A window into the Arab moment

Other people are better informed than I am, and have more arabic, and knowledge of the Middle East. I am writing this, then, as a window, having gone looking for what could be found in Second Life. It would be unwise, I think, to draw any conclusions from what I write that are more general, because SL is a very narrow audience, and selected.

But a few words about Arabic speaking people in Second Life. Many come from societies that make it very difficult to get pornography, or to even meet other people of the opposite sex away from layers of supervision. So many come to Second Life for fast cybersex (guys) and many, both young men and women, come to Second Life just be be with other young people of mixed genders. Playing dice is a favorite pass time, though not for money. They use voice much more than Americans do. The times I have watched or participated, there has been a general happy go lucky air to them. The boys are very marriage directed, the girls flirt a great deal, basking in the attention.
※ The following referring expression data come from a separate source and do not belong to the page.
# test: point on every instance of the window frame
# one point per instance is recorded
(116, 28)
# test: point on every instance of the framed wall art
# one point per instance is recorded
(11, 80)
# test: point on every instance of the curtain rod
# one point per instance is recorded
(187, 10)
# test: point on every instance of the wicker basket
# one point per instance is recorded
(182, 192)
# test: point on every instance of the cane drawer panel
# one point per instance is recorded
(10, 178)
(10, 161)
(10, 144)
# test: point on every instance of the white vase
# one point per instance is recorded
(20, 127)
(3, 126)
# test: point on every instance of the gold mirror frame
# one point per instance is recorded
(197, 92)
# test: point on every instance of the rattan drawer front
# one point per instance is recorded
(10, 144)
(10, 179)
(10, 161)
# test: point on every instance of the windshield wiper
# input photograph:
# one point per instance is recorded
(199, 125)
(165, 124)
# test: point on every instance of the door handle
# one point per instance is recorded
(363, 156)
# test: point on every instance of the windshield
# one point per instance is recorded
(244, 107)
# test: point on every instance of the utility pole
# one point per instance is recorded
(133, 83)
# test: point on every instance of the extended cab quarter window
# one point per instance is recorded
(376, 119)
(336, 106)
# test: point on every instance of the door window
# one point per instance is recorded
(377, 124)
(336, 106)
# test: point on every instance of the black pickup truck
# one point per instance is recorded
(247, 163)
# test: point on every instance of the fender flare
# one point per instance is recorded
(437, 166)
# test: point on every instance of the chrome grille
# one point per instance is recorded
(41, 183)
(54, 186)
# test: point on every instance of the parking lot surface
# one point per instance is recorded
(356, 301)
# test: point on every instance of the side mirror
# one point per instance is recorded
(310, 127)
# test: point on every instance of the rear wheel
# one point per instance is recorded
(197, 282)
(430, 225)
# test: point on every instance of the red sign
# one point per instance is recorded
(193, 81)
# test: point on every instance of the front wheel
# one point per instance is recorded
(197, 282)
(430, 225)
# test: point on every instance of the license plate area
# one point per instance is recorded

They don't represent a cross section of their world, overwhelmingly they come from internet based jobs, or from relatively wealthy families. So what you find out about anything is very much a window into a particular pair of segments. One is all new, forward, future, and very interested in everything in the West. They also tend to be ummmm, sex scrounges. The other is very directed inward, arabic using, not English using, conservative in morals. A good way of thinking of it is that for the first group, being from America makes them very interested in you, and "wanna have fun?" is a prelude to cybersex, while for the second "wanna have fun?" means talk and play dice, but they are looking for a nice arab girl.

This being said, the Iranian election has not rippled through the consciousness of the second group. The topics of the day are the same as every day. Meeting people, laughing, playing dice, the weather, the food, their own dreams. Iran, is not in their world. One young man even laughed about it. 

I am drawing no conclusions, this is not news, in a day when events are moving very swiftly in Iran, and Americans recognize a revolutionary moment, a discontent of the young, a search for change, it should be remembered that not all of the Islamic world, which is different from the Arabic world, looks at these things in the same way. For them today is not a symbol of coming change, or much of anything, but another day to flirt and play dice. The Iranian Election is something else, somewhere else. If anything there is a sort of attitude that Iran is a rival, and that the failure of Iran's Democracy weakens a rival. The Shi'a Sunni split, the Arabic Persian split, reveal a fault that runs deep. "Maybe they cause less trouble." 

For the young internet crowd, many come from Egypt, and getting msn to cam is a bigger priority than talking about Iran. After that came the Egypt-Brazil football match. 

This is a moment for Iran, and for young Americans, in that I think we see our own discontent in that which is going on in Iran. But it is not this way for everyone everywhere.